0.3.2. Terrains

Le Mali est un pays que j’ai découvert à l’occasion de ce travail de thèse.

Au cours d’un travail de DEA portant sur les théories de l’écriture, en particulier en Afrique, mon orientation théorique et méthodologique vers une approche ethnographique des pratiques de l’écrit s’est dessinée 72 . Pour le terrain, mon choix s’est porté sur le Mali, et sur la région cotonnière en particulier, en raison de l’extension de l’usage des langues nationales dans cette zone, et de l’importance de la thématique de l’alphabétisation dans ce pays.

Un premier terrain exploratoire, en août-septembre 2001, où j’ai enquêté dans une dizaine de villages à partir du centre urbain de Koutiala, m’a permis de concevoir une problématique plus précise, et m’a décidée à apprendre le bambara.

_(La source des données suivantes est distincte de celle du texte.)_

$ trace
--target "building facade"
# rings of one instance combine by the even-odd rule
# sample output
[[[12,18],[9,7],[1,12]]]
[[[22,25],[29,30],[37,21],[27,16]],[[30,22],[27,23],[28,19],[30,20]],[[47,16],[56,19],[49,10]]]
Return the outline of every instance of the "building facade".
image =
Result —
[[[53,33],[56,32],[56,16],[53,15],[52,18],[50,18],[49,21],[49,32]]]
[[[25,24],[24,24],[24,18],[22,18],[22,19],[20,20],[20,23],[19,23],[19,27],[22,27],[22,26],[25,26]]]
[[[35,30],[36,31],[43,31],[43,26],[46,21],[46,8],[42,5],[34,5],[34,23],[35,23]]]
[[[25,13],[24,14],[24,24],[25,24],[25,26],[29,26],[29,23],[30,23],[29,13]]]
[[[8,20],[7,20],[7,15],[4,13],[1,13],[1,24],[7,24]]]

Lors de ce premier terrain, le fait d’être introduite par les agents de la CMDT dans les villages a été un atout, me permettant de comprendre le fonctionnement de cette institution, mais aussi une limite forte, les villageois s’en tenant à des discours convenus sur les bienfaits de l’alphabétisation face à une étrangère perçue comme proche de la CMDT. De premiers cahiers personnels ont été évoqués, et plus rarement montrés, justifiant l’idée d’une approche plus locale.

La complexité de la situation sociolinguistique de la région de Koutiala m’a amenée à déplacer mon terrain. Soucieuse de rester en zone CMDT, j’ai choisi la ville de Fana, au nord de la région cotonnière et en zone bambarophone pour terrain principal. Entre 2002 et 2004, j’y suis retournée à plusieurs reprises, séjournant plus longuement (5 mois en tout) dans un village près de Fana, celui de Kina 73 . Notre travail s’appuie principalement sur les matériaux recueillis dans ce village. Cependant, nous ne concevons pas notre travail à strictement parler comme une monographie. Ce village est pris comme le centre d’une ethnographie qui le réinscrit dans son environnement immédiat (le village voisin de Balan, à 3 km ; la ville de Fana, située sur le « goudron », l’axe routier Bamako-Ségou, à 10 km, où se tient une foire hebdomadaire où se déplacent bon nombre de villageois), et lointain (Bamako, où une partie des premiers élèves de l’école a pu être retrouvée ; les autres villes du Mali ou des pays voisins, qui constituent des centres attractifs lors des migrations saisonnières).

Par ailleurs, les entretiens effectués lors de mon terrain exploratoire en 2001 et au cours de mes déplacements dans d’autres villages permettent d’élargir le propos.

La durée totale de mes séjours sur le terrain pour ce travail de thèse est de 8 mois.

La présentation détaillée des matériaux recueillis et de leur usage interviendra au fil du propos, à chaque fois qu’un nouveau de type de matériau sera convoqué.

Précisons tout de même d’emblée que notre travail recourt à une variété de matériaux ethnographiques : entretiens, observations, corpus d’écrits recueillis et photographiés, ainsi qu’au traitement statistique d’un questionnaire passé dans la village de Kina. Un des enjeux de notre travail est de proposer une articulation de ces différents types de matériaux : statistiques et ethnographie dans la première partie ; entretiens et observations de productions écrites dans les deuxième et troisième parties.

Signalons enfin, comme cela apparaît dès cette introduction, que notre texte recourt aux deux formes de la première personne, au singulier et au pluriel. Le « je » signale les passages où notre implication en tant qu’ethnographe dans une situation précise est pertinente pour la comprendre. Le « nous » est repris, par convention, dans les autres passages, où nous élaborons notre discours en tant que chercheur. S’il y a quelque artifice à vouloir séparer les deux, cette oscillation nous semble tout de même rendre compte d’un élément central de la pratique de l’enquête, qui nous situe dans un mouvement entre le moment ethnographique et le temps de l’analyse.

Carte 1 Le Mali, découpage administratif

Source : Ministère des Affaires étrangères (France).

Carte 2 La zone CMDT

Source : Rapport annuel de la CMDT, 1995-1996.

Notes
72.

Mémoire de D.E.A. d’anthropologie sociale et ethnologie, Ecole des Hautes Etudes en Sciences Sociales, sous la direction de J.-L. Amselle, intitulé Pour une étude des pratiques de l’écrit dans l'Afrique noire contemporaine.

73.

J’ai choisi d’anonymiser ce village, de même que toutes les personnes enquêtées.